Of course, there were lots of moments of discomfort. Not everyone was pleased with my newfound honesty. Some found it unsettling, preferring the polite, surface-level interactions they were used to. There were awkward silences, strained conversations, and hurt feelings. In my enthusiasm, I was a bit harsh sometimes without meaning to be. Most of all, there were lots of changes. I quit a job that didn’t value me after six months of honest conversations and attempts at management improvement. Finances changed drastically when I knew I didn’t want to get just any job, but one that made me delighted to do it, but had to admit that I didn’t know what exactly that delight might stem from.
But despite these challenges, I noticed a profound change in my life. Shallow relationships began to deepen. I was surrounded by people who value authenticity and appreciate honesty even when it’s hard to hear. While I shed some relationships, my life filled up with people who crave the unique balance of kindness from the core and honesty that speaks to integrity.

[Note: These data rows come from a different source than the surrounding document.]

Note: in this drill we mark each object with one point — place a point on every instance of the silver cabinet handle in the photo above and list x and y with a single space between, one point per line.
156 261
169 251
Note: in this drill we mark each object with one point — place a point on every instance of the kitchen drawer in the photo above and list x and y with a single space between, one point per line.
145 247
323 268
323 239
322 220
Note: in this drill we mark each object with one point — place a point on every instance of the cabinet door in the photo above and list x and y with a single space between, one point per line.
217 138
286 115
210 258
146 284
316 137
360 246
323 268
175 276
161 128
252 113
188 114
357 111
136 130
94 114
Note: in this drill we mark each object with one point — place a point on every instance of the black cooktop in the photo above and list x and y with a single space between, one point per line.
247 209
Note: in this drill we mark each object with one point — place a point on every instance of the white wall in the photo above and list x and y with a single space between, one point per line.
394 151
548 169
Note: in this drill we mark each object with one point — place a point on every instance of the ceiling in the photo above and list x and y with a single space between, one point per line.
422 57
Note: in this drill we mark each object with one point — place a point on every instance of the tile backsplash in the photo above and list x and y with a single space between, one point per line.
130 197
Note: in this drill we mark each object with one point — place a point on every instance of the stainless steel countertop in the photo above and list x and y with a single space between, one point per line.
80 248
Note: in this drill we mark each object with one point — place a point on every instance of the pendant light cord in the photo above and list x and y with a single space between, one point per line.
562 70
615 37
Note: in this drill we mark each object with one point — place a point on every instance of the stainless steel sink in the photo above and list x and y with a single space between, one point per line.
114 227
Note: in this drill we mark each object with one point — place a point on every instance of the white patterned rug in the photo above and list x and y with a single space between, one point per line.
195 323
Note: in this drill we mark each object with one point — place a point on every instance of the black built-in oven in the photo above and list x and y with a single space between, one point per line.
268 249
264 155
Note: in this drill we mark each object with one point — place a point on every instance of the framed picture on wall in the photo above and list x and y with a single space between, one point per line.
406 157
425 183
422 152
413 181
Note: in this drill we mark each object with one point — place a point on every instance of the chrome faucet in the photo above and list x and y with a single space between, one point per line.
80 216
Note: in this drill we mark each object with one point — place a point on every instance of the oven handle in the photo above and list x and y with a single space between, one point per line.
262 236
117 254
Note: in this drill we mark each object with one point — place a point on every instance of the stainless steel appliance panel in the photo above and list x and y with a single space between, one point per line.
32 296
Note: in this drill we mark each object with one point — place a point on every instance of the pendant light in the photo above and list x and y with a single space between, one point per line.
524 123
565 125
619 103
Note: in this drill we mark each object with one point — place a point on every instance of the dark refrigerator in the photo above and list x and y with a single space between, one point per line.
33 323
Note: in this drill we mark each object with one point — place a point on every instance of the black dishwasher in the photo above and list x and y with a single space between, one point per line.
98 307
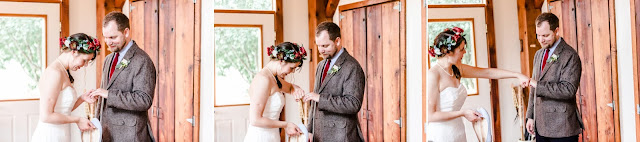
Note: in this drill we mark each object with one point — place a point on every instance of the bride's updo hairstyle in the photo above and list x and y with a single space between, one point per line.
447 42
81 43
288 52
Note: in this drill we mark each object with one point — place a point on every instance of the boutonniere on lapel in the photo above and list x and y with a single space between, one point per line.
553 58
334 69
123 64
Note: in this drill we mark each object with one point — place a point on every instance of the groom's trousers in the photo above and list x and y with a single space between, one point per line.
565 139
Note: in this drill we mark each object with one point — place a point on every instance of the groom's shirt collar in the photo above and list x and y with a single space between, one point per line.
553 48
335 58
124 51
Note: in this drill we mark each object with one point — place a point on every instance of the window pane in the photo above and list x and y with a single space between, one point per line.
244 4
469 58
455 1
22 43
236 62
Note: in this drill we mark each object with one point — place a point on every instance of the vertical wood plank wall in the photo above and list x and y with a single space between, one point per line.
590 29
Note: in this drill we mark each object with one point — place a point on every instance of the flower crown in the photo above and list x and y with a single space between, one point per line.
85 46
283 54
439 50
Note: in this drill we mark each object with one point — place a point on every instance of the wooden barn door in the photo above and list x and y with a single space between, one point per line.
372 35
590 29
168 34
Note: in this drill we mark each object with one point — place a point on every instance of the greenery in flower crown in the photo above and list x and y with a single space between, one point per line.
89 46
289 55
447 45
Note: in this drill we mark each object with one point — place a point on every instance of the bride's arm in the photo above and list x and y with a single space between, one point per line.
50 87
259 92
433 92
491 73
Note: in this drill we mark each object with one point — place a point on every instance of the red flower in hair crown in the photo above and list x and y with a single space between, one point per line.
89 46
283 54
443 46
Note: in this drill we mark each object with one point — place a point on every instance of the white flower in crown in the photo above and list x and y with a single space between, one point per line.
67 42
553 58
334 69
123 64
437 50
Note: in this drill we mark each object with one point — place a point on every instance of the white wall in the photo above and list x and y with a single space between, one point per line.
625 71
508 55
414 70
296 29
82 19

Most notably, I’ve learned to trust myself in the life-changing realm. I had multiple abusers who told me I was stupid and lazy; I dropped out of school and made some doozy-type mistakes on the path of life. Yet, thanks to the work of integrity-seeking, I’ve begun to trust that my instincts, wants, desires, and needs are valid. Not only are they valid, but I’m in perfect harmony. Mistakes still happen, but not because I cover up or hide from the truth. Mistakes happen because I can’t control everything.

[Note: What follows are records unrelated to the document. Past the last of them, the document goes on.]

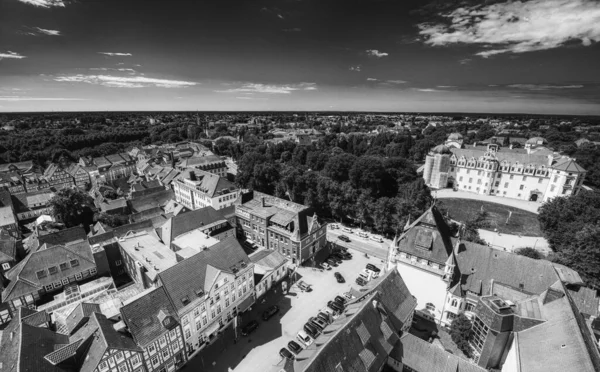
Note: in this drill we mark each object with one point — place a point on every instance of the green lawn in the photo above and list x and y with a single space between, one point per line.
521 222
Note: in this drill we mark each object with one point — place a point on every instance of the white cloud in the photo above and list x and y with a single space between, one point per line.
12 55
518 27
376 53
116 54
48 32
543 86
270 88
45 3
125 82
17 98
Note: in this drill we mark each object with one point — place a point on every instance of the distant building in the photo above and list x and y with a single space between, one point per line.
534 173
198 189
277 224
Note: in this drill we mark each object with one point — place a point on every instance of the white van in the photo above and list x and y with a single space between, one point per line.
304 338
376 238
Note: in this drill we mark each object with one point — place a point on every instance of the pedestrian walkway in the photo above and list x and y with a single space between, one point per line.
516 203
512 242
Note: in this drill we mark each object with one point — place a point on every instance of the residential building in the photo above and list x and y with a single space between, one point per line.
47 270
209 289
198 189
269 268
31 205
456 273
211 164
153 323
534 173
367 336
277 224
145 256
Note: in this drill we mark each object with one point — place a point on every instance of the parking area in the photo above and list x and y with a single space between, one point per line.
260 350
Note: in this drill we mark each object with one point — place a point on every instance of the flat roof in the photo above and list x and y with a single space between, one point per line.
148 251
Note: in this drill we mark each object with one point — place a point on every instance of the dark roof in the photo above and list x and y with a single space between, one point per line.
428 237
65 236
190 275
156 199
150 316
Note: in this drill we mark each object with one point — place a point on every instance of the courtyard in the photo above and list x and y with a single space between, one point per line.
260 350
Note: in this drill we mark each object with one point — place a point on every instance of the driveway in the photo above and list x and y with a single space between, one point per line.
260 351
516 203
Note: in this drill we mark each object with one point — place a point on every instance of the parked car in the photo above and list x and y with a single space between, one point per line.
267 314
325 266
324 316
361 281
341 300
344 238
376 238
249 328
335 306
318 323
294 347
373 268
285 353
304 338
332 262
311 330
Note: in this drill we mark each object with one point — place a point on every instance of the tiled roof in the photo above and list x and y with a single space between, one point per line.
156 199
150 316
188 276
420 355
23 276
428 237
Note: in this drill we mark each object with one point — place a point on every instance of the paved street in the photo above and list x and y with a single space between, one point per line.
359 244
260 351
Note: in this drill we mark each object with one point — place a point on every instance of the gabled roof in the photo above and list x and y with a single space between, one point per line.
24 278
150 316
428 237
185 278
569 165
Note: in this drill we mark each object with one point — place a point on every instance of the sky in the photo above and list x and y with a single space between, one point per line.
536 56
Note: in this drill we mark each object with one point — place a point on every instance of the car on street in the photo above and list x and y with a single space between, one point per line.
332 262
341 300
304 338
285 353
272 310
249 328
294 347
344 238
311 330
335 306
325 266
361 281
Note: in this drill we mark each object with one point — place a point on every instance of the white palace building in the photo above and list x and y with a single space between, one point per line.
534 173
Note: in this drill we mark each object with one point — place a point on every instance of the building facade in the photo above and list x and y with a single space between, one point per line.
533 174
277 224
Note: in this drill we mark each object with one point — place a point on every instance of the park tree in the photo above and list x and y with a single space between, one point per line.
73 207
461 332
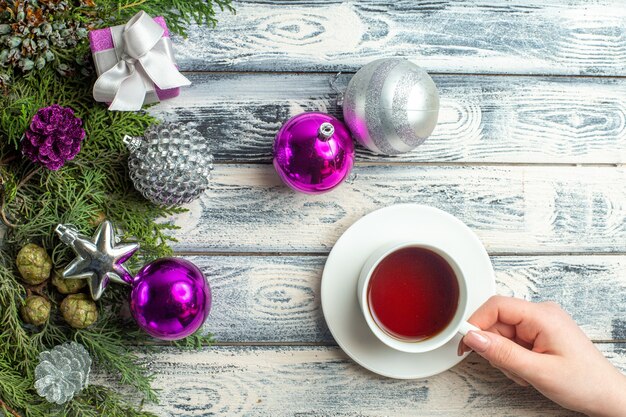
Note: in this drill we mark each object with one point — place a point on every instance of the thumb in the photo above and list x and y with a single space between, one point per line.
503 353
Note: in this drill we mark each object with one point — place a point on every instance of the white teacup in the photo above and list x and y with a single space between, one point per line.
457 324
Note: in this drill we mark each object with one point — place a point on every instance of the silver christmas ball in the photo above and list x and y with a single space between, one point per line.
391 106
171 164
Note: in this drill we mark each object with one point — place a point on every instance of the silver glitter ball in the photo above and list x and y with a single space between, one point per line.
171 164
391 106
62 372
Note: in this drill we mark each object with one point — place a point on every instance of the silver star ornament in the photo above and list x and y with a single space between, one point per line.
99 259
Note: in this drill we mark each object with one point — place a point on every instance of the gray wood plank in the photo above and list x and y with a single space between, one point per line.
518 37
277 298
322 381
483 119
513 209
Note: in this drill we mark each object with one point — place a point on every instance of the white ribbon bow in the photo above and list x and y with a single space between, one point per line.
143 54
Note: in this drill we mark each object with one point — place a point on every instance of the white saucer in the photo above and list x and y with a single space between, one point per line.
341 273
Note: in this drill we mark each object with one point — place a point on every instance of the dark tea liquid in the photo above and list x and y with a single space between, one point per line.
413 294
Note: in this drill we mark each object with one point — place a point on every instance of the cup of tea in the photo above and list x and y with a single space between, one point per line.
413 296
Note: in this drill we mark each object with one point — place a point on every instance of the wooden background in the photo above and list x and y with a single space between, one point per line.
529 152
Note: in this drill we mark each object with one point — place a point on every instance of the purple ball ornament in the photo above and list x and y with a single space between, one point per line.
313 152
170 298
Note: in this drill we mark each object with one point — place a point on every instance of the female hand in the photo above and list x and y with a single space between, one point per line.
541 345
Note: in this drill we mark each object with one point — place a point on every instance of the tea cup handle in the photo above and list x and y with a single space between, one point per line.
466 327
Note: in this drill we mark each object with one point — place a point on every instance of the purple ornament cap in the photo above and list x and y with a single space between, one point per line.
313 152
170 298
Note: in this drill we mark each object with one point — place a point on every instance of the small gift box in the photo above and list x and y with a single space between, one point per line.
135 63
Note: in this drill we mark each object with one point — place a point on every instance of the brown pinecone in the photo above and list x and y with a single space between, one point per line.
34 264
79 311
36 310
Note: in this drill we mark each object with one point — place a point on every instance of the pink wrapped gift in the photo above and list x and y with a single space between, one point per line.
135 63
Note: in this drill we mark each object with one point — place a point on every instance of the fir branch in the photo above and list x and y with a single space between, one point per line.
177 13
92 186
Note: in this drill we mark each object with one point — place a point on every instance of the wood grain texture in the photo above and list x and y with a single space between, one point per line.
277 298
483 119
519 37
513 209
322 381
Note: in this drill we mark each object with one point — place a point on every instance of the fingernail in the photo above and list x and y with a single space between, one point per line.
476 341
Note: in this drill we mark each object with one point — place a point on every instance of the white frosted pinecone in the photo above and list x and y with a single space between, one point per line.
171 164
62 372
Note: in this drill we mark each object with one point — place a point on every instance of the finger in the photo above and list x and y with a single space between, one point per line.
502 329
527 317
504 353
515 378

Loving myself and trusting myself is the most precious gift I can give myself in this life.
Living in integrity hasn’t made my life easier, but it’s made it more prosperous and fulfilling. My health improved, my relationships became more genuine, and I felt a sense of peace that I hadn’t known was possible. The journey wasn’t without its bumps but worth every uncomfortable moment. I learned that the cost of integrity is small compared to the price of living a lie. By telling the truth, I could align my words with my reality, and in doing so, I found a healthier life filled with meaning and true, profound moments of joy.
Works Cited
Van der Kolk, Bessel. The Body Keeps the Score: Brain, Mind, and Body in the Healing of Trauma. Penguin Books, 2015.